Benedict Bingham, senior representative of the
International Monetary Fund (IMF) in Vietnam warned that the crisis, recession,
and public debts will continue to leave a strong impact on economies worldwide,
including Vietnam.
He recommended Vietnam further restructure its
economy in a sustainable and effective direction and ensure the sustainability
of public debts and the stability of Vietnamese dong, and to avoid bad debt.
Director of the Asian Development Bank (ADB)
Tomoyuki Kimura suggested Vietnam better manage public investment and speed up
the reform of businesses, especially state-owned enterprises.

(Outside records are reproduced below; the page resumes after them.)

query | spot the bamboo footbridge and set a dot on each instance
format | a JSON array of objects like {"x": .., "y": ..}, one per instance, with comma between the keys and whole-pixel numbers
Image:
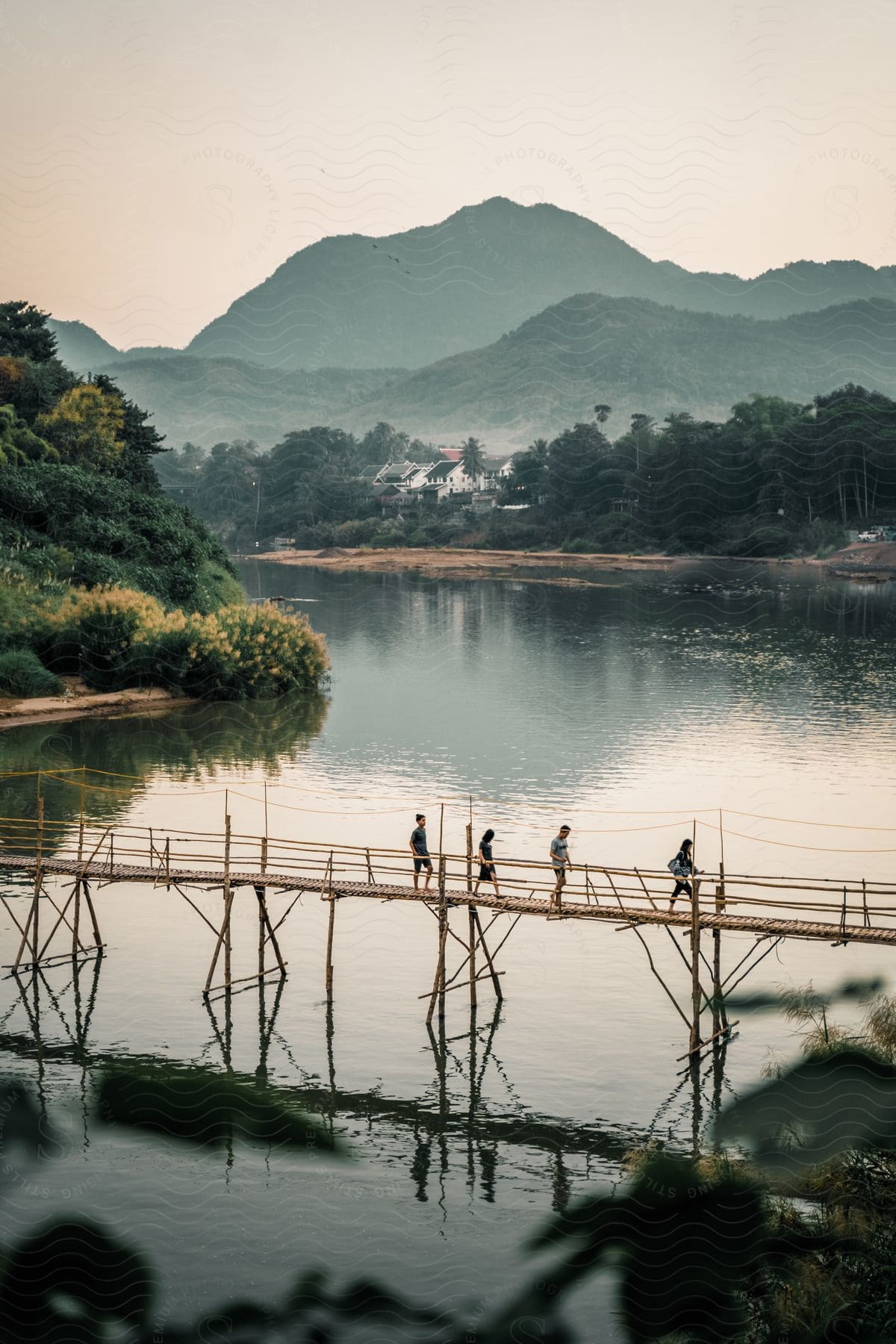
[{"x": 84, "y": 856}]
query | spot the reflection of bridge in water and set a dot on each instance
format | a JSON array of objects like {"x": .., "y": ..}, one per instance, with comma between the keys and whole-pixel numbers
[
  {"x": 450, "y": 1122},
  {"x": 255, "y": 867}
]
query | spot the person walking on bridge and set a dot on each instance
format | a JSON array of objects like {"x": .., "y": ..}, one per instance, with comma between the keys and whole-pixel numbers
[
  {"x": 682, "y": 867},
  {"x": 487, "y": 866},
  {"x": 559, "y": 862},
  {"x": 421, "y": 853}
]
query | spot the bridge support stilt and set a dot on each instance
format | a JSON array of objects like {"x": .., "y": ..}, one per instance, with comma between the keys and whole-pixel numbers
[{"x": 331, "y": 927}]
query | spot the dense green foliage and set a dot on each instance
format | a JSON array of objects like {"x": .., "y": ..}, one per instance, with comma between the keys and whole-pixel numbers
[
  {"x": 101, "y": 574},
  {"x": 774, "y": 477},
  {"x": 791, "y": 1243}
]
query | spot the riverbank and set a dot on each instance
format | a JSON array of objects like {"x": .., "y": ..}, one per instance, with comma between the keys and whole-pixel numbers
[
  {"x": 548, "y": 566},
  {"x": 84, "y": 703},
  {"x": 875, "y": 561}
]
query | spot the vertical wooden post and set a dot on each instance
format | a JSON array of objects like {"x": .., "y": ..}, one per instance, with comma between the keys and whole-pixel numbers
[
  {"x": 227, "y": 902},
  {"x": 442, "y": 933},
  {"x": 695, "y": 947},
  {"x": 75, "y": 920},
  {"x": 93, "y": 913},
  {"x": 719, "y": 1015},
  {"x": 470, "y": 910},
  {"x": 261, "y": 893},
  {"x": 81, "y": 820},
  {"x": 38, "y": 880},
  {"x": 329, "y": 933}
]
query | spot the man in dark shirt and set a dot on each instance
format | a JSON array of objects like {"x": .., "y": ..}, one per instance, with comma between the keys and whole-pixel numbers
[{"x": 421, "y": 853}]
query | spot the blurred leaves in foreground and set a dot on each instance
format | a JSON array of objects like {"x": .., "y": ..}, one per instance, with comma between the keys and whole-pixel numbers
[{"x": 788, "y": 1238}]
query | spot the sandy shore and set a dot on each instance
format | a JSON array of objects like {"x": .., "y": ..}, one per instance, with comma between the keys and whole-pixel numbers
[
  {"x": 84, "y": 703},
  {"x": 859, "y": 559},
  {"x": 541, "y": 566}
]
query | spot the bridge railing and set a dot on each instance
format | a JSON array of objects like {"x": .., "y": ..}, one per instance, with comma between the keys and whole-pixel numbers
[{"x": 205, "y": 858}]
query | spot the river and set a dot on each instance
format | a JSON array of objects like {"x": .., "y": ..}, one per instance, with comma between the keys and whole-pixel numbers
[{"x": 629, "y": 709}]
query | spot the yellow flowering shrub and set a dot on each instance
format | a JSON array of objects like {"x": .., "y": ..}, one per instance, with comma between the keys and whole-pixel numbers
[{"x": 119, "y": 638}]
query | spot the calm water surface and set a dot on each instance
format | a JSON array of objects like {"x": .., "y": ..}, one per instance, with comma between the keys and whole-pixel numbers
[{"x": 629, "y": 710}]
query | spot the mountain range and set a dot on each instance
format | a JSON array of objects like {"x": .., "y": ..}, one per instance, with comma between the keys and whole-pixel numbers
[
  {"x": 629, "y": 352},
  {"x": 410, "y": 299},
  {"x": 507, "y": 320}
]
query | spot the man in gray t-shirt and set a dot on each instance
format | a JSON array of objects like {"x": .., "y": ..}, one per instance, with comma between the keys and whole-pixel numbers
[
  {"x": 421, "y": 851},
  {"x": 559, "y": 862}
]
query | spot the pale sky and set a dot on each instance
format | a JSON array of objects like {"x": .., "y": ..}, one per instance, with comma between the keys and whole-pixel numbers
[{"x": 160, "y": 158}]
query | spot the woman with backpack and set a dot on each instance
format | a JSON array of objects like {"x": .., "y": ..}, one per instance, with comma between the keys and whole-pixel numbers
[
  {"x": 682, "y": 867},
  {"x": 487, "y": 865}
]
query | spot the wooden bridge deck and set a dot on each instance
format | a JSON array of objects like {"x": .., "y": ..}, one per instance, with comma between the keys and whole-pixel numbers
[{"x": 642, "y": 912}]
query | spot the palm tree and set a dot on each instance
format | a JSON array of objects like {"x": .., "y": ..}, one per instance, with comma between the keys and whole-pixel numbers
[{"x": 473, "y": 458}]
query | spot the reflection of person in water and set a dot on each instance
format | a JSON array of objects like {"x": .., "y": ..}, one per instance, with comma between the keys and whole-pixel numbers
[{"x": 487, "y": 866}]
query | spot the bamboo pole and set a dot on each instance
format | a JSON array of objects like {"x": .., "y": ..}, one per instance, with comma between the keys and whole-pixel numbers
[
  {"x": 469, "y": 912},
  {"x": 435, "y": 981},
  {"x": 93, "y": 913},
  {"x": 488, "y": 956},
  {"x": 444, "y": 927},
  {"x": 329, "y": 934},
  {"x": 227, "y": 900},
  {"x": 38, "y": 880},
  {"x": 75, "y": 920},
  {"x": 718, "y": 1008},
  {"x": 695, "y": 945},
  {"x": 260, "y": 894}
]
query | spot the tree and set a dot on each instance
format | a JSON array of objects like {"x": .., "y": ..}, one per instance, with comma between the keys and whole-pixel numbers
[
  {"x": 473, "y": 458},
  {"x": 385, "y": 444},
  {"x": 576, "y": 458},
  {"x": 87, "y": 426},
  {"x": 25, "y": 332},
  {"x": 19, "y": 444},
  {"x": 141, "y": 438},
  {"x": 526, "y": 483}
]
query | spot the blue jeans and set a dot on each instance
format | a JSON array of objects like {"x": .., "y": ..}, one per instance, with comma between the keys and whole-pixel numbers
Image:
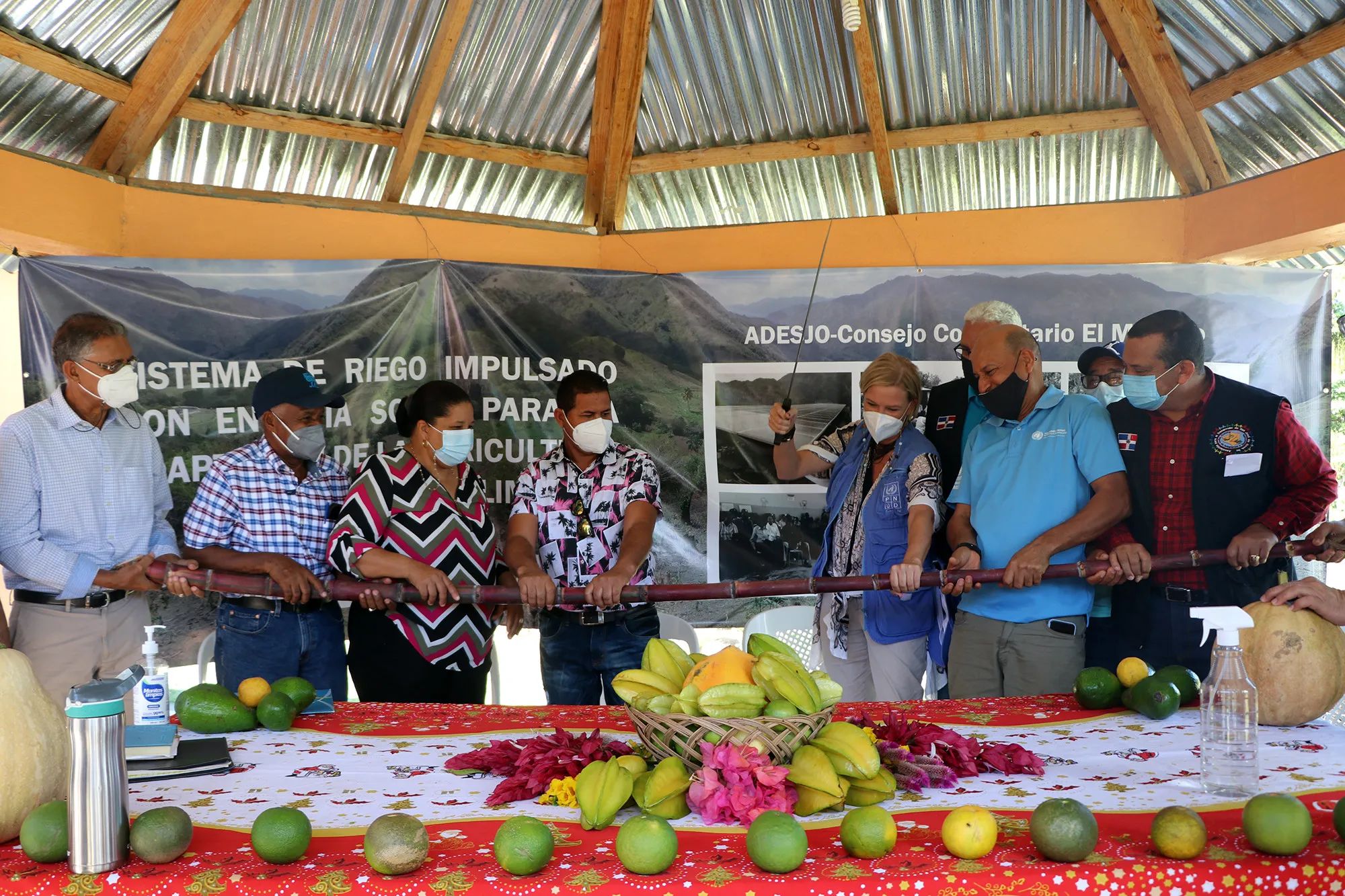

Meanwhile, the ambassadors of Japan ,
Australia and the Republic of Korea in Vietnam proposed Vietnam bring more
credits to agricultural development and consider agriculture as a strength and
a foundation of the economy.
The country should increase its investment in
resources in industry, remove difficulties for businesses, especially small and
medium-sized enterprises, and consolidate foreign investors’ confidence, they
said.
International experts, donors and ambassadors
also pledged to continue to cooperate and stand side by side with Vietnam in
its socio-economic development.
For his part, Prime Minister Nguyen Tan Dung
praised donors and the practical opinions of experts and donors, saying that
they will actively contribute to Vietnam ’s macro-economic management and its
socio-economic development.
The PM took the occasion to affirm that the
Vietnamese government is determined to implement the Resolution with priorities
given to inflation control and macroeconomic stabilisation, including bring the
inflation rate of 18 per cent in 2011 to a single digit rate in 2012 and
maintain a growth rate of 6 per cent.
Vietnam is focusing on agricultural
production, small and medium-sized enterprises and facilitating exports while
ensuring social welfare for its people, he said.
Dung said the Vietnamese government is well
aware of the results and difficulties of the country’s economy and has
determined to sustainably develop its resources.
He expressed his hope to continue receiving
practical support and assistance from international experts and donors in
policy consultation and resource assistance.